The Workshop

The Story of My Workshops

What I’ve realized working with clients in both private practice and school settings is that when we don’t maintain wellbeing in critical areas of our lives, we—to put it in psychobabble—“decompensate,” which refers to a breakdown in the coping systems we keep in place to make our lives function.

At the point of decompensation, information and knowledge about what we should be doing to live effectively become increasingly useless; the further we slide into a state of decompensation, the more we lack the capacity to actually do what we know we should do.

The vicious cycle: As we decompensate, we become less effective. As we become less effective, we become more anxious. As we become more anxious, we decompensate even further. On and on the cycle continues. The teacher caught in this cycle is at-risk for losing touch with the profound vocational calling to impact students’ lives, tragically trading it for not much more than a willingness to tolerate the job because it provides a paycheck and benefits with summers off.  

Are you too busy to prepare to fully engage your students academically or behaviorally (let alone finding time to exercise and eat right)? Are you relationally-isolated at work and carrying emotional baggage from experiences you’ve had on your campus or with colleagues? Are you barely able to get by financially, and, in the end, wondering why you ever decided to become a teacher or whether you want to continue in the profession?

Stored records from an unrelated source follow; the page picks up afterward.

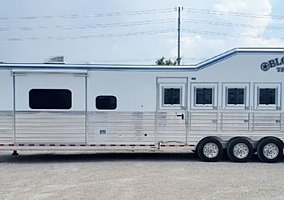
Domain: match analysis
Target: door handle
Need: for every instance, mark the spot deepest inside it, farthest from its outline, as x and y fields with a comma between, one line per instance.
x=181, y=115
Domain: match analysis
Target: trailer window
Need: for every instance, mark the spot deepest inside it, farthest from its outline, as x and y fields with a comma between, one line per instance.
x=203, y=96
x=106, y=102
x=50, y=99
x=267, y=96
x=235, y=96
x=172, y=96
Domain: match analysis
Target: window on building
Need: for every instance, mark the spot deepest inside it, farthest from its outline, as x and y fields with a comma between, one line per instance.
x=235, y=96
x=50, y=99
x=106, y=102
x=267, y=96
x=204, y=96
x=172, y=96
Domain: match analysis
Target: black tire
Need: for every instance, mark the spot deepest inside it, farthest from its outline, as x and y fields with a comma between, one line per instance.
x=243, y=156
x=263, y=153
x=207, y=142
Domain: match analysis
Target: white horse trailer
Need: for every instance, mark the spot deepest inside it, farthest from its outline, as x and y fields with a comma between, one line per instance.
x=231, y=103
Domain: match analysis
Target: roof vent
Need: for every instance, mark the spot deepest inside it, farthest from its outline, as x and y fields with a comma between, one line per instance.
x=56, y=60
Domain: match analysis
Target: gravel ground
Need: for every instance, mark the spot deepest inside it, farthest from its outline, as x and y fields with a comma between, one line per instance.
x=135, y=176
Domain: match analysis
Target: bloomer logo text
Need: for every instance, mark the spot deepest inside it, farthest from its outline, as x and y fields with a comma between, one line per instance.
x=273, y=63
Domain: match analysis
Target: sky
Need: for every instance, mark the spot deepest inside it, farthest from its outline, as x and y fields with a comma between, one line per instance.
x=134, y=32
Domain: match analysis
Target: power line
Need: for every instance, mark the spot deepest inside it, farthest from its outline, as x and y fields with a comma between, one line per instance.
x=132, y=34
x=230, y=24
x=91, y=26
x=228, y=34
x=238, y=14
x=75, y=16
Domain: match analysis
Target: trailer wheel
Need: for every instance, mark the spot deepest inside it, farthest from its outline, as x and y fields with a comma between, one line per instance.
x=210, y=150
x=239, y=150
x=270, y=150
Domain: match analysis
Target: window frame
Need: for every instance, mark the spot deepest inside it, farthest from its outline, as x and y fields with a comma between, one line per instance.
x=105, y=109
x=69, y=107
x=213, y=106
x=163, y=96
x=278, y=93
x=226, y=87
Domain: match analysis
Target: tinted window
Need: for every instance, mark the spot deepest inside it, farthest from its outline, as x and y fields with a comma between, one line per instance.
x=106, y=102
x=204, y=95
x=50, y=99
x=267, y=96
x=172, y=96
x=236, y=96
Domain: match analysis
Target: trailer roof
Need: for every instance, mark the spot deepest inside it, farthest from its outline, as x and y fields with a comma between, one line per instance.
x=196, y=67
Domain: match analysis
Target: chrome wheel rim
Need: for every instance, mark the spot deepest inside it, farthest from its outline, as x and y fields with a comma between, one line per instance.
x=211, y=150
x=270, y=151
x=241, y=150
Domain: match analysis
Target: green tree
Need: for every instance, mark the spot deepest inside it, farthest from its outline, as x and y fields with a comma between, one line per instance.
x=163, y=61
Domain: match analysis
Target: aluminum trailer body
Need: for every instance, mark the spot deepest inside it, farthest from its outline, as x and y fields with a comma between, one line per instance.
x=232, y=101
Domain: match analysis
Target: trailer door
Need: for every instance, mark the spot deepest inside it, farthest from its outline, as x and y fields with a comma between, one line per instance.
x=50, y=107
x=171, y=110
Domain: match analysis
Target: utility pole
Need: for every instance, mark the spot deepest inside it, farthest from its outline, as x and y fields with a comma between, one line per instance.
x=179, y=22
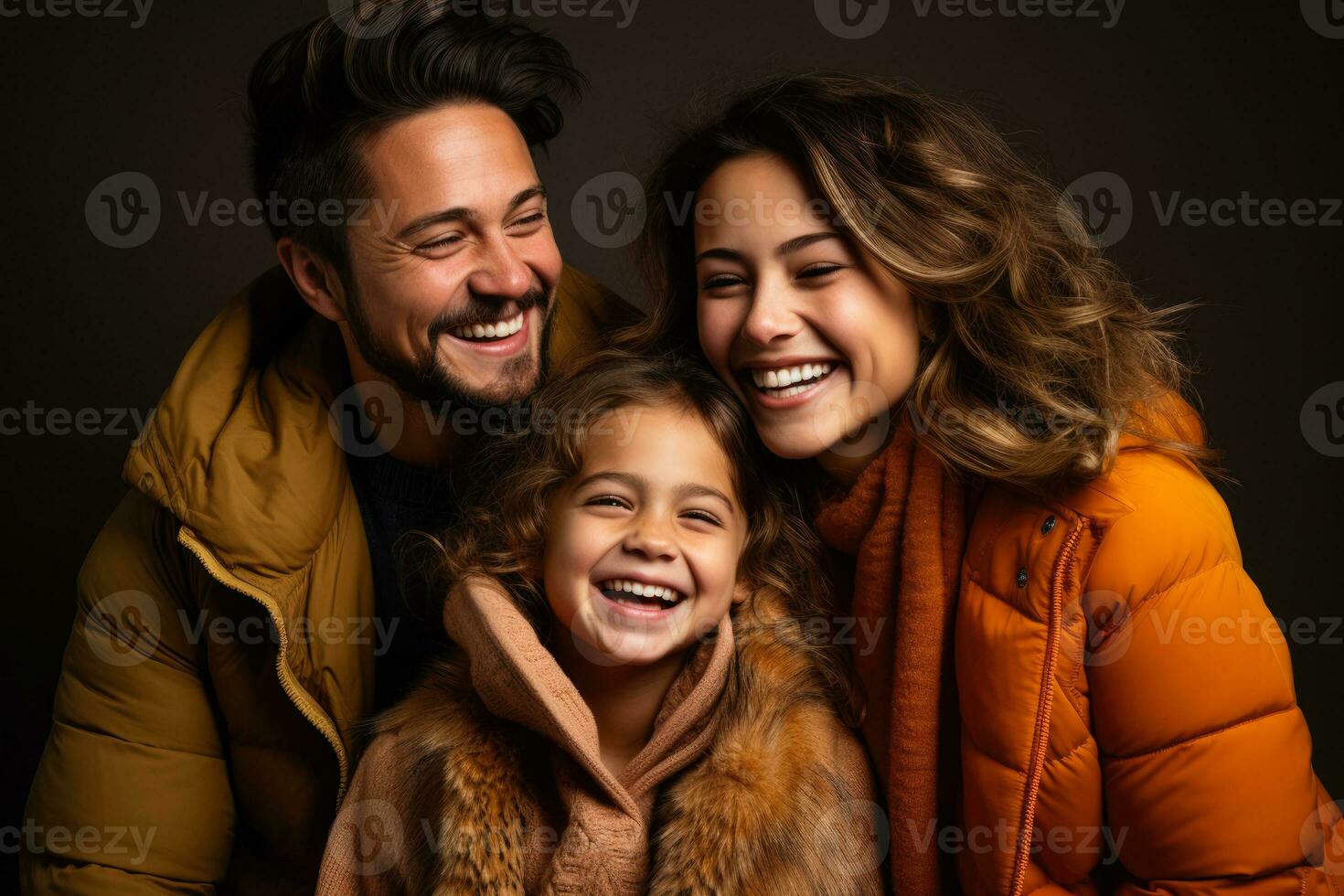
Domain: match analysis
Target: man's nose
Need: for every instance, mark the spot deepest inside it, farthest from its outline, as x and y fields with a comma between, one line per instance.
x=502, y=272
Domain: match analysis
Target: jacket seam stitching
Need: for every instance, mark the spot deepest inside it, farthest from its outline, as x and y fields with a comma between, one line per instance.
x=1203, y=735
x=1157, y=595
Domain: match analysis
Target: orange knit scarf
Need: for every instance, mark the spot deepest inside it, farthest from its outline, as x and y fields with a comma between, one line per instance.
x=903, y=520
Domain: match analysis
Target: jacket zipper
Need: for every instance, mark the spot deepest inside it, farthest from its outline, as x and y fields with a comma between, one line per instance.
x=1040, y=736
x=302, y=699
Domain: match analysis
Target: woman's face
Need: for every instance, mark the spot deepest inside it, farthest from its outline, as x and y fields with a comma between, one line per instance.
x=812, y=334
x=643, y=543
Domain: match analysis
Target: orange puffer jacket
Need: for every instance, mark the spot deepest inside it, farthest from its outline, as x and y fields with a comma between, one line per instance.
x=1128, y=699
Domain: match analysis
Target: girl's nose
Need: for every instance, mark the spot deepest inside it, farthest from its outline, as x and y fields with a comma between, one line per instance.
x=651, y=539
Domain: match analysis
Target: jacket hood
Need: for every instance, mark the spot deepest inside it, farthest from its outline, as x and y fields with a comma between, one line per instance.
x=743, y=752
x=240, y=449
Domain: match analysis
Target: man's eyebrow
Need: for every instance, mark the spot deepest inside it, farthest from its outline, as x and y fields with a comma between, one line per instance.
x=463, y=214
x=635, y=481
x=786, y=248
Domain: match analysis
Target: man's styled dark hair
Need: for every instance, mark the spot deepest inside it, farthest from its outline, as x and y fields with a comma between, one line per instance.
x=319, y=91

You, my teacher friend, are one of 7.2 million teachers in public school classrooms across the United States (as of the 2010 U.S. Census). You and your 7,199,999 colleagues make up the country’s largest professional workforce. The United States Bureau of Labor and Statistics lists your average salary in the low-fifties—about $100,000 less than your child’s pediatrician and about $35,000 more than the dishwasher at your favorite restaurant. The projected salary growth for your field is about as fast as average, which is between seven and thirteen percent in the next ten years.

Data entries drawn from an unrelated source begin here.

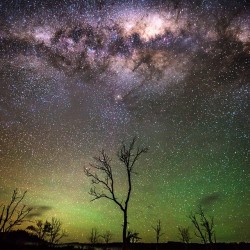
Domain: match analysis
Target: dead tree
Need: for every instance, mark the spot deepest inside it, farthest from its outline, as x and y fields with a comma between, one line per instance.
x=133, y=237
x=49, y=231
x=93, y=238
x=204, y=226
x=158, y=231
x=56, y=233
x=13, y=214
x=184, y=234
x=104, y=178
x=107, y=236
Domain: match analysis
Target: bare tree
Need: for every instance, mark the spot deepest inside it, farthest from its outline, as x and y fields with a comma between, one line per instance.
x=133, y=237
x=93, y=238
x=13, y=214
x=103, y=176
x=158, y=231
x=204, y=226
x=41, y=229
x=50, y=231
x=184, y=234
x=56, y=233
x=107, y=236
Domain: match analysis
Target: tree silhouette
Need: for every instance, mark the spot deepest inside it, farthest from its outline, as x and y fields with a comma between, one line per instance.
x=13, y=214
x=103, y=176
x=204, y=226
x=158, y=231
x=107, y=236
x=133, y=237
x=184, y=234
x=50, y=231
x=93, y=237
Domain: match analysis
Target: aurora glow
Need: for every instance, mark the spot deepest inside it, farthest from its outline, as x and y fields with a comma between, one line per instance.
x=78, y=77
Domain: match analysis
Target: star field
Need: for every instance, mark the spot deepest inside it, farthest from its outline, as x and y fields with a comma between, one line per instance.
x=80, y=76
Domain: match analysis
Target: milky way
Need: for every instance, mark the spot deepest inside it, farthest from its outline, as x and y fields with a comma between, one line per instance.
x=76, y=77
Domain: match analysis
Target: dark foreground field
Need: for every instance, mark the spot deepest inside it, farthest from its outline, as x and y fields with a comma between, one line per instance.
x=136, y=246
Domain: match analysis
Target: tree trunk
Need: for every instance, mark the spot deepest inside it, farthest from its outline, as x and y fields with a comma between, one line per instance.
x=124, y=232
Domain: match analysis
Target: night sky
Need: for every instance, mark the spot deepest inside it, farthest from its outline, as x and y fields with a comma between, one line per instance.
x=77, y=77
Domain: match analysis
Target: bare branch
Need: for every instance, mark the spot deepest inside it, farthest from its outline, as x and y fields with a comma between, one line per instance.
x=11, y=215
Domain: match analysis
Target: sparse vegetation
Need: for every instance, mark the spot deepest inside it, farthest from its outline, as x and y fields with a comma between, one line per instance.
x=14, y=213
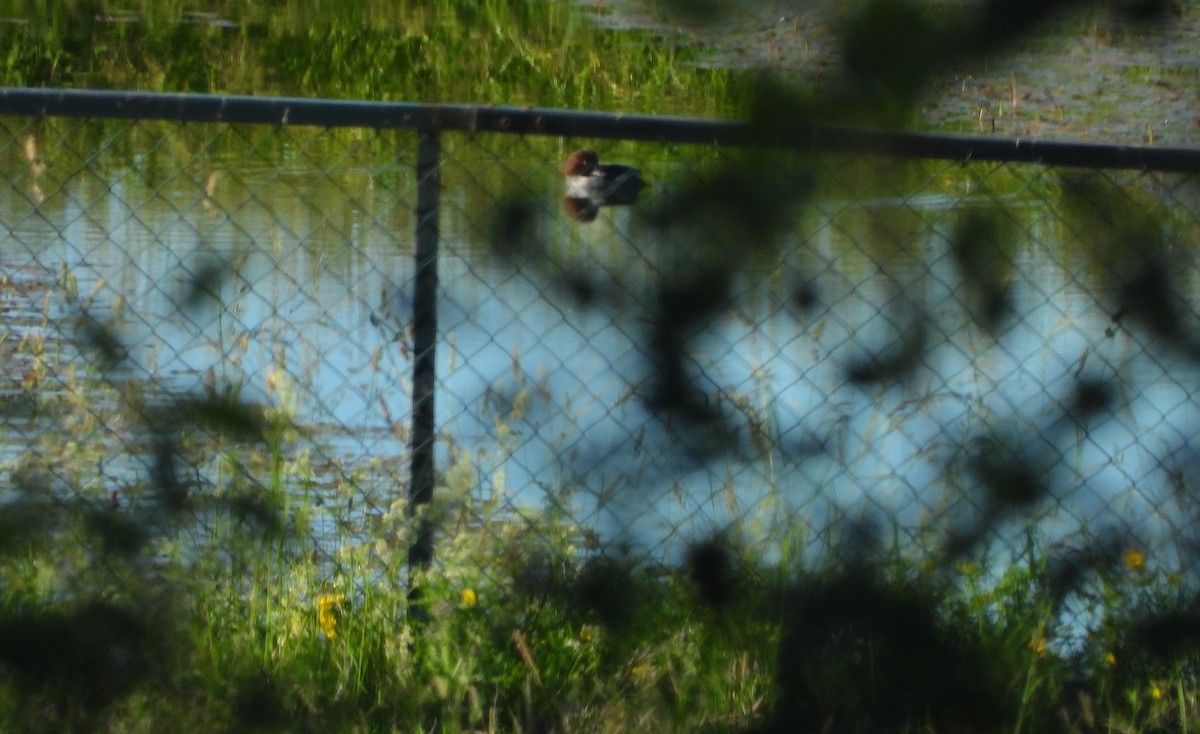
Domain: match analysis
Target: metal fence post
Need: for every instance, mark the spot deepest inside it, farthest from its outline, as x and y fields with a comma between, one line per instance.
x=425, y=334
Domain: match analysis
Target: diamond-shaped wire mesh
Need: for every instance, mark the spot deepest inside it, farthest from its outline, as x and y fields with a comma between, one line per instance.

One other thing: half of you will be employed in another profession after five years.

Why?

Three key “dashboard lights” tell us when it’s time to check under the hood of the vehicle we call our vocation:  emotional exhaustion, depersonalization, and reduced personal accomplishment (also known as “burnout”).  For the teacher, these three dashboard lights show up as the internal voice saying, “I’m always tired, I don’t want to deal with my colleagues, and I’m not making a difference in kids’ lives anyway.”

Wellness—both the term itself and the idea the term represents—while common in eastern medicine, is a fairly new concept to us westerners. The concept of wellness centers on proactively nurturing wellbeing, versus reactively treating illness as symptoms arise. The idea is that if we spend a concentrated bit of our attention taking care of ourselves, the frequency, intensity, and duration of illness will decrease significantly; in terms of our psychological functioning, maintaining wellness is our first defense against stress and burnout.

What is true in families is also true in schools: the first effective intervention for all children is an adult living a balanced, healthy life. Even the best academic and behavioral interventions, when implemented by staff on the verge of burnout, will have minimal positive effect.

As a teacher, your profession is wrought with squeaky wheels—students, parents, curriculum, administration, federal guidelines, and on and on. The teacher intent on a lifetime journey on the road of education is wise to consistently invest meaningful quantities of the oil of his or her attention on the wheel that matters most: the wheel of personal wellbeing. We have great news for you:  you really do have power to make lives better, including your own.